Although algorithms are increasingly used to guide real-world decision-making, their potential for propagating bias remains challenging to measure. A common approach for researchers and practitioners examining algorithms for unintended discriminatory biases is to assess group fairness, which compares outcomes across typically sensitive or protected demographic features like race, gender, or age. In practice, however, data representing these group attributes is often not collected, or may be unavailable due to policy, legal, or other constraints. As a result, practitioners often find themselves tasked with assessing fairness in the face of these missing features. In such cases, they can either forgo a bias audit, obtain the missing data directly, or impute it. Because obtaining additional data is often prohibitively expensive or raises privacy concerns, many practitioners attempt to impute missing data using proxies. Through a survey of the data used in algorithmic fairness literature, which we make public to facilitate future research, we show that when available at all, most publicly available proxy sources are in the form of
summary tables
, which contain only aggregate statistics about a population. Prior work has found that these proxies are not predictive enough on their own to accurately measure group fairness. Even proxy variables that are correlated with group attributes also contain noise (i.e. will predict attributes for a subset of the population effectively at random).

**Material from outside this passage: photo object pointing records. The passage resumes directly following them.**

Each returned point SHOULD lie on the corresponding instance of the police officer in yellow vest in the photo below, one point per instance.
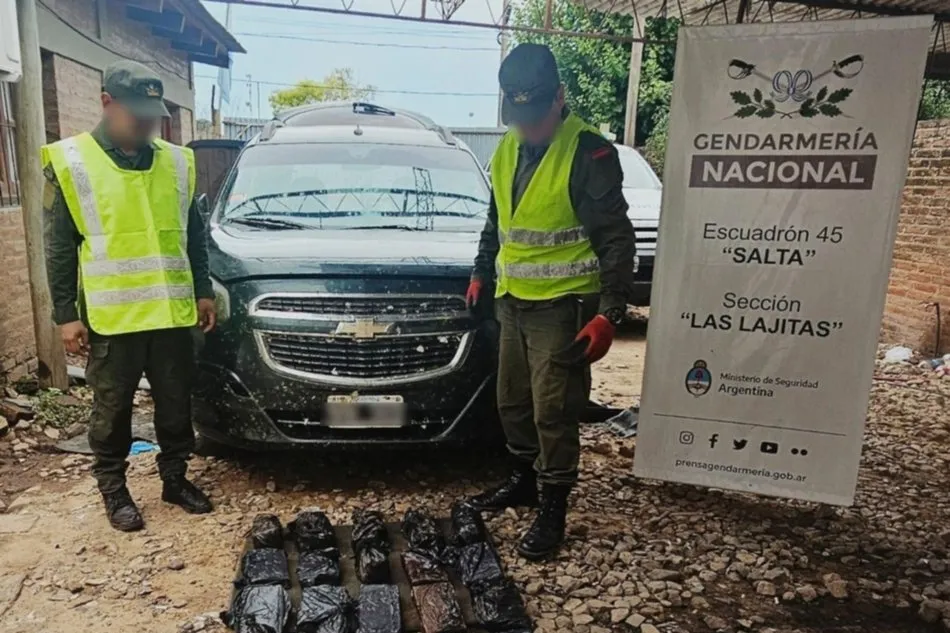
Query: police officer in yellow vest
(127, 262)
(560, 249)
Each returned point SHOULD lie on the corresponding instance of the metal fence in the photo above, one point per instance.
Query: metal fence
(9, 180)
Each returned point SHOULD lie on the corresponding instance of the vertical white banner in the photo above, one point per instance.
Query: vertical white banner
(787, 154)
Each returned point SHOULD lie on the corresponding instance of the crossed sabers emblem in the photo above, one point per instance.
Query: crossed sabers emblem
(796, 87)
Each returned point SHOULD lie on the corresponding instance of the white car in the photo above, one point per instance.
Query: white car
(643, 192)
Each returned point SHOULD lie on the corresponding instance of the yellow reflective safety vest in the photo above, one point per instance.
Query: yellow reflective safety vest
(133, 260)
(544, 251)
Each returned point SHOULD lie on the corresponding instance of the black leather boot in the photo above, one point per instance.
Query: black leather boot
(547, 532)
(185, 494)
(123, 514)
(520, 489)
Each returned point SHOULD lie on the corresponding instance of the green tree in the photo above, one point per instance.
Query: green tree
(596, 72)
(935, 101)
(339, 85)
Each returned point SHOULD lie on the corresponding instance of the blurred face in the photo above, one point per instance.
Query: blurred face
(124, 127)
(542, 131)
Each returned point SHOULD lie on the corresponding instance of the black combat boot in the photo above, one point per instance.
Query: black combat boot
(520, 489)
(547, 532)
(182, 492)
(122, 511)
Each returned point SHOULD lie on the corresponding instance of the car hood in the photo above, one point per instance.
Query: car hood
(644, 203)
(241, 252)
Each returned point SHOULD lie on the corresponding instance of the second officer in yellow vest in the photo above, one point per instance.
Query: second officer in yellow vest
(560, 250)
(127, 262)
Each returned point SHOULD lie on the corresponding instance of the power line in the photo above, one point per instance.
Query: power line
(369, 29)
(494, 95)
(303, 38)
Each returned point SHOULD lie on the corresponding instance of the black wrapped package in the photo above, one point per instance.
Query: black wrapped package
(423, 534)
(499, 607)
(319, 567)
(264, 567)
(326, 609)
(438, 608)
(478, 566)
(371, 545)
(262, 609)
(266, 531)
(312, 530)
(467, 525)
(422, 570)
(379, 609)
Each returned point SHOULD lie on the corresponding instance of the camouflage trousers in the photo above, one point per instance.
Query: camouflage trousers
(539, 400)
(114, 369)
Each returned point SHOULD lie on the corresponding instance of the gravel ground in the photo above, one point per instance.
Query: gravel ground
(641, 557)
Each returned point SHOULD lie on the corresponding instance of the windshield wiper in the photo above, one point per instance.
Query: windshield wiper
(389, 227)
(267, 223)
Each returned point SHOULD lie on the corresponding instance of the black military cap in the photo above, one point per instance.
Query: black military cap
(137, 87)
(529, 82)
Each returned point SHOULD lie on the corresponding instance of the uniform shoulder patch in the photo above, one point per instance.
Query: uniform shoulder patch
(603, 166)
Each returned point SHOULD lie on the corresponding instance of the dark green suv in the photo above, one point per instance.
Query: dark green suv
(341, 246)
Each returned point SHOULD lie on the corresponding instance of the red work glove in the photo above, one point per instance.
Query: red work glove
(599, 331)
(473, 293)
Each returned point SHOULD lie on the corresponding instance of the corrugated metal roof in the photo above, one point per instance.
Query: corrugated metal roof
(481, 140)
(241, 128)
(700, 12)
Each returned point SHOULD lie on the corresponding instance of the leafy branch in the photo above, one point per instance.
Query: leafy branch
(752, 105)
(824, 103)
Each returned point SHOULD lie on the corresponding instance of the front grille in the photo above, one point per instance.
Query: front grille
(385, 357)
(345, 307)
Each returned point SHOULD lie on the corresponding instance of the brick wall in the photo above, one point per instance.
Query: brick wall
(77, 91)
(50, 97)
(183, 126)
(124, 37)
(921, 269)
(17, 346)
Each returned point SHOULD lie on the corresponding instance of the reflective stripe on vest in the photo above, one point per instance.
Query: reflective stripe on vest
(529, 237)
(544, 253)
(134, 227)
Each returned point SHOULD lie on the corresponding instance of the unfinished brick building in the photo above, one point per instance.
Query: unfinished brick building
(919, 288)
(78, 39)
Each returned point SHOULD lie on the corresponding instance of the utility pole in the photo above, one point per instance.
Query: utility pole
(503, 40)
(30, 135)
(633, 87)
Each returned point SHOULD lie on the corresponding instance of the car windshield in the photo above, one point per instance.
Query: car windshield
(636, 171)
(339, 186)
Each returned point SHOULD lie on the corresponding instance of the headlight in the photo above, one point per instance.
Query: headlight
(222, 300)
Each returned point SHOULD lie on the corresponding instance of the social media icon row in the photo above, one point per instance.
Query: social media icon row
(739, 444)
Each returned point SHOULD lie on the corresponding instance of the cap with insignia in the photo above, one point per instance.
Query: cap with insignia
(529, 81)
(137, 87)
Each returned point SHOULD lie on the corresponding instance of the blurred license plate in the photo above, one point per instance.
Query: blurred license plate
(365, 412)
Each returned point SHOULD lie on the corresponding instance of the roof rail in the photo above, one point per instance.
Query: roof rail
(430, 125)
(362, 107)
(270, 128)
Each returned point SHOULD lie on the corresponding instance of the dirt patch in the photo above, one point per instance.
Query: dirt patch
(639, 553)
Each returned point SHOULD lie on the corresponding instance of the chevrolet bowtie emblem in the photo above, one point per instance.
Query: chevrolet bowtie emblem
(363, 328)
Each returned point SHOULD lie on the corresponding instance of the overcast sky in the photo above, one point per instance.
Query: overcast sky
(281, 50)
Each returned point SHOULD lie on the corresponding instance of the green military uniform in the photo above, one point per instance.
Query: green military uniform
(540, 400)
(117, 362)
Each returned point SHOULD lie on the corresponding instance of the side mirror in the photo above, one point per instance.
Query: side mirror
(204, 207)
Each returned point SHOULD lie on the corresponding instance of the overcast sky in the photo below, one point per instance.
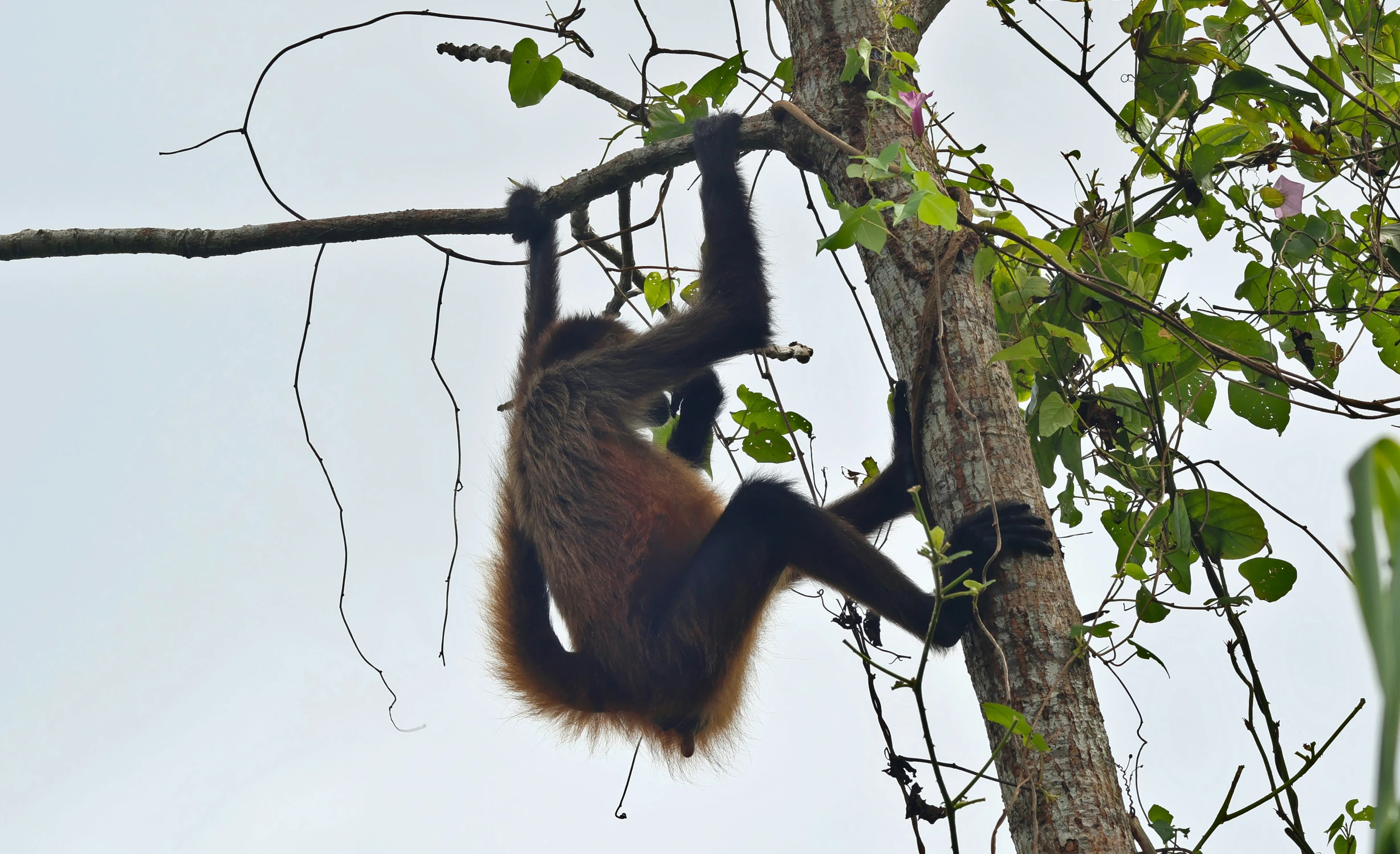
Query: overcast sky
(178, 678)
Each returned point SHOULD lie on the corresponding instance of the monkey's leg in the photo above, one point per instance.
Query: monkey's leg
(698, 402)
(766, 528)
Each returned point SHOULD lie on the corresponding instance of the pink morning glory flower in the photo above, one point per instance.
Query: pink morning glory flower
(1293, 198)
(914, 101)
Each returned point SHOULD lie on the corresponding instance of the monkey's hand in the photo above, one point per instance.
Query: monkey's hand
(716, 140)
(902, 463)
(523, 215)
(701, 395)
(1021, 533)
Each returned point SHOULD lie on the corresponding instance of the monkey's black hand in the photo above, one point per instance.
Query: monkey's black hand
(696, 401)
(701, 395)
(978, 534)
(902, 463)
(523, 215)
(1021, 533)
(716, 140)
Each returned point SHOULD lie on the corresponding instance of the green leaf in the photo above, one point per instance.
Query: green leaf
(1179, 525)
(1031, 348)
(938, 210)
(660, 436)
(1070, 513)
(1230, 528)
(983, 262)
(531, 76)
(1259, 408)
(768, 446)
(1144, 653)
(1024, 295)
(1077, 342)
(784, 73)
(1252, 81)
(719, 81)
(1150, 611)
(861, 226)
(857, 59)
(1234, 335)
(1161, 822)
(1055, 415)
(1150, 248)
(657, 289)
(905, 58)
(763, 414)
(1210, 216)
(1017, 723)
(871, 469)
(1158, 344)
(1270, 577)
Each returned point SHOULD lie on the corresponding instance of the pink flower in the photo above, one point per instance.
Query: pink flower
(1293, 198)
(914, 101)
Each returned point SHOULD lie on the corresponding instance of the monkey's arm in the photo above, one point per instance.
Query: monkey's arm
(542, 283)
(732, 314)
(535, 663)
(885, 497)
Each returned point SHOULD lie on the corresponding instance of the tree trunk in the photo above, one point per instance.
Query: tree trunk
(975, 452)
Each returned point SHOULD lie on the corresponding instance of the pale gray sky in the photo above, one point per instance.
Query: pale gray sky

Here, we outline a method for improving accuracy in measuring group fairness using summary tables. Specifically, we propose improving accuracy by focusing only on
highly predictive values
within proxy variables, and outline the conditions under which these proxies can estimate fairness disparities with high accuracy. We then show that a major disqualifying criterion—an association between the proxy and the outcome—can be controlled for using causal inference. Finally, we show that when proxy data is missing altogether, our approach is applicable to rule-based proxies constructed using subject-matter context applied to the original data alone. Crucially, we are able to extract information on group disparities from proxies that may have low discriminatory power at the population level. We illustrate our results through a variety of case studies with real and simulated data. In all, we present a viable method allowing the assessment of fairness in the face of missing data, with limited privacy implications and without needing to rely on complex, expensive, or proprietary data sources.